Pada level sentral, stres dapat mempengaruhi kontrol neuron supraspinal di
nukleus kaudalis trigeminal, menyebabkan peningkatan eksitabilitas di level
spinal/trigeminal dan merusak efektivitas sistem antitnosiseptif
Stres berkontribusi sebanyak 79,7% sebagai pencetus migrain.

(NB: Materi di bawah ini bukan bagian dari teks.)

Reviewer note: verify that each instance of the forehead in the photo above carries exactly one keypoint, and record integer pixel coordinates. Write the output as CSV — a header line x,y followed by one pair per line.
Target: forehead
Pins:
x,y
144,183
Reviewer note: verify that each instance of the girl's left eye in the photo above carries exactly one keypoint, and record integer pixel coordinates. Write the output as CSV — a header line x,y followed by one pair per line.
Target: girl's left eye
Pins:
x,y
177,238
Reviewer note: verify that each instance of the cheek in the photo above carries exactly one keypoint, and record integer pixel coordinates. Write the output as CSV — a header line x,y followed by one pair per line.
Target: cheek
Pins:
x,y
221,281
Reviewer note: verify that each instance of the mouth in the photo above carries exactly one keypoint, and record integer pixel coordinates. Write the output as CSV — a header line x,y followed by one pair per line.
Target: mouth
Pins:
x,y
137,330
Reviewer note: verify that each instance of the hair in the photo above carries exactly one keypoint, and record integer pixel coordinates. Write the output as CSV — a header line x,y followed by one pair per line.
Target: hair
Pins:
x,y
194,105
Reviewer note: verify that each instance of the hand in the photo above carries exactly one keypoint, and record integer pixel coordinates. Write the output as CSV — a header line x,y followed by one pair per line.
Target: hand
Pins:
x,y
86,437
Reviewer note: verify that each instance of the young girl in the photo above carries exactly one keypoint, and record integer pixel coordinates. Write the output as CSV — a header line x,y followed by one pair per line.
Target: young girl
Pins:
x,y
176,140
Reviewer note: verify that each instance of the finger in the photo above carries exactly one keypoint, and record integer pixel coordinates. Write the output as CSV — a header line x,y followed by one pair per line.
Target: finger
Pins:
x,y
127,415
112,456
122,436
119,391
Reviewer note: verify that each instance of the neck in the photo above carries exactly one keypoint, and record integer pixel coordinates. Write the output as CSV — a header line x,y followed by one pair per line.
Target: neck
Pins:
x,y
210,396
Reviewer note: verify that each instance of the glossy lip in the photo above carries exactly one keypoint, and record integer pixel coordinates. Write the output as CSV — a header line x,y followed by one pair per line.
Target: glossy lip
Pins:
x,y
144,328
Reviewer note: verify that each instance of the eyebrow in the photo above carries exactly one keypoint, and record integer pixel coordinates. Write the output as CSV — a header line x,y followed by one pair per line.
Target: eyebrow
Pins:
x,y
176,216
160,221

Terlalu letih,
sibuk, kurang tidur, emosi berlebih, atau ketegangan dapat memicu kelenjar
adrenal untuk melepaskan hormon noradrenalin, tetapi beberapa kasus
migrain dapat muncul setelah ketegangan reda atau masa stres sudah lewat.
Sebagian besar literatur menunjukkan bahwa stres dan gangguan emosional
sebagai pemicu utama serangan nyeri kepala.18 Pendapat tersebut didukung
oleh berbagai penelitian yang menemukan bahwa peristiwa kehidupan yang
penuh stres dan emosi yang intens adalah pemicu yang paling umum di
seluruh sampel, di kedua jenis kelamin.
5. Apa arti nilai Visual Analog Scale (VAS) 6-7 dan bagaimana menilainya?
Meminta pasien menunjukkan tingkatan nyeri dengan menunjukkan sesuai
VAS yang ada.
Di sepanjang garis tersebut disertai tanda pada setiap sentimeternya yang
merupakan tanda dari gradasi tingkat nyeri yang dialami pasien. Ada pula
yang tidak ada tanda di setiap sentimeternya, yang terpenting rentangnya 10
cm.
Pasien diminta untuk menandai di titik mana tingkat rasa sakit yang dialami.
Dimana ujung sebelah kiri ditandai sebagai tidak ada rasa sakit dan ujung
sebelah kanan merupakan rasa paling sakit.